Salvataggio al fotofinish per Termini

Domani il nome del finanziatore che affiancherà Grifa. L'ipotesi dei gruppi Adler e Proma. Brembo smentisce

Domani, nell'incontro con Invitalia, le istituzioni siciliane e i sindacati, il viceministro allo Sviluppo economico, Claudio De Vincenti, dovrebbe svelare il nome del partner grazie al quale Grifa (Gruppo italiano fabbriche automobili) potrà dare il via al suo progetto di rilancio dell'ex polo Fiat di Termini Imerese, in Sicilia. Il piano prevede la produzione di due modelli (una city-car e un'utilitaria) con motorizzazione ibrida. Sul nome del finanziatore, chiamato a iniettare 25 milioni, il riserbo è strettissimo: «Il rischio - continuano a ripetere le parti interessate - è che venga meno tutto il lavoro fatto».

Il ministero, da parte sua, ha infittito i contatti con le realtà del settore che potrebbero risultare interessate all'iniziativa. Una volta svelato il socio, Invitalia dovrà ammettere Grifa al Contratto di sviluppo, attestando la solidità finanziaria e industriale del piano. In gioco ci sono finanziamenti pubblici per circa 240 milioni tra Stato e Regione Siciliana.

In questi giorni, nonostante il riserbo, sono comunque circolati alcuni nomi, tutti appartenenti al mondo della componentistica per auto e tutti con interessi di business internazionali. Di questi, però (si è fatto anche il nome della Brembo di Alberto Bombassei, ma da Bergamo affermano di non essere stati interpellati), alcuni confermano i contatti, ma nessuno sembra volersi sbilanciare oltre, lasciando così intravedere perplessità e molta cautela sulla vicenda.

È il caso di Adler, il cui presidente, Paolo Scudieri, è a capo tra l'altro di Anfia Automotive, associazione con sede a Pomigliano d'Arco (Napoli) che si occupa di ricerca e sviluppo sul territorio.
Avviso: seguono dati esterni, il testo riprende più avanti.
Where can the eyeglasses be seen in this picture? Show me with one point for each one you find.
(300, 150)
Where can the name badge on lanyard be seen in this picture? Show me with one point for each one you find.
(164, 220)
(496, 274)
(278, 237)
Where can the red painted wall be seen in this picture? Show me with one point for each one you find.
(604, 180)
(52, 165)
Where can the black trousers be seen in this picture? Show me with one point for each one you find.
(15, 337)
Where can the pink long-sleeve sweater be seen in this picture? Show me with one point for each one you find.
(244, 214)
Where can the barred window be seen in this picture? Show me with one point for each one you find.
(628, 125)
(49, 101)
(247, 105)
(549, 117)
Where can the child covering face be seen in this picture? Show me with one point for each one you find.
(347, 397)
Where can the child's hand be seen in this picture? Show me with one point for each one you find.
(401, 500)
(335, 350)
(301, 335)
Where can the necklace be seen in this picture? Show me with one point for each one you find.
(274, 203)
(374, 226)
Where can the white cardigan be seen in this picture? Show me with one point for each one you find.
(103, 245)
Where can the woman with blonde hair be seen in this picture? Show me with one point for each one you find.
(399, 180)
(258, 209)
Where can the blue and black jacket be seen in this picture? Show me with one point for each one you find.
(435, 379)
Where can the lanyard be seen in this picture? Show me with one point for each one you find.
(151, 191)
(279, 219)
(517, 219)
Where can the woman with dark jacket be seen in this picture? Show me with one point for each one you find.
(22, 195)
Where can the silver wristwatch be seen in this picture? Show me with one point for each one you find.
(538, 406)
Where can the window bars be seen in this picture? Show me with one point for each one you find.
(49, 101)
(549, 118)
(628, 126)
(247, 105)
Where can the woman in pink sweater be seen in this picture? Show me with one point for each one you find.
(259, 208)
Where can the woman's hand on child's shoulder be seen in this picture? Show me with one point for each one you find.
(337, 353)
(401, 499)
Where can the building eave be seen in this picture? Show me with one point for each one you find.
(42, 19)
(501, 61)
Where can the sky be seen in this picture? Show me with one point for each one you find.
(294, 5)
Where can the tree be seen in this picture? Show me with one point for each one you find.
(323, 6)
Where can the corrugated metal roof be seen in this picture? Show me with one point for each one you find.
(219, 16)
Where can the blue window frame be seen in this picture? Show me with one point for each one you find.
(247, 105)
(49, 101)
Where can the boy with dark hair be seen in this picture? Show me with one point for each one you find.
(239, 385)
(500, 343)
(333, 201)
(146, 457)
Adler è un gruppo campano molto attivo nelle acquisizioni e tra i più importanti nel mondo della componentistica in materiali innovativi. Da Fiat la stessa Adler ha ricevuto anche la commessa per la produzione della monoscocca dell'Alfa Romeo 4C. Scudieri, pur sondando in continuazione opportunità all'estero, è molto attento a eventuali situazioni favorevoli nel Sud Italia. «Il contatto c'è stato - spiega l'imprenditore al Giornale - e da parte nostra c'è la disponibilità a intervenire come consulenti e a mettere a disposizione la nostra esperienza su tutto quanto riguarda l'innovazione e i progetti particolari». Più in là, però, Scudieri sembra non voler andare.

Interpellato anche il gruppo Proma, multinazionale casertana che opera sempre nella componentistica, inclusa la ricerca e lo sviluppo di soluzioni innovative, nonché fornitore di Fiat Chrysler Automobiles. E pure in questo caso la risposta avrebbe ricalcato quella di Adler. Tra gli altri nomi circolati figura quello di Stola Spa, azienda piemontese che Alfredo Stola, discendente della famiglia fondatrice, ha ceduto nel 2004 al gruppo Rgz che fa capo all'imprenditore Roberto Ginatta. Anche Stola Spa si occupa di progettazione, lamierati, modelli e attenzione al controllo.

Domani, dunque, per Termini Imerese e il migliaio di persone la cui cassa integrazione in deroga scade a fine anno, potrebbe essere il giorno della verità, la fine di un calvario iniziato nel momento in cui la Fiat ha deciso di chiudere lo stabilimento a partire dal 24 novembre 2011. «Abbiamo già fissato per mercoledì le assemblee con i lavoratori - afferma il segretario nazionale della Fim Cisl, Ferdinando Uliano -. Per Termini Imerese siamo all'ultima spiaggia e non possiamo che ricordare le promesse del premier Matteo Renzi per lo scioglimento del nodo “Tre T”, cioè Terni, Taranto e Termini. Il primo caso è stato risolto, il secondo è in via di definizione e il terzo potrebbe ora avere una svolta. In caso contrario si prospettano impatti drammatici sul lato sociale».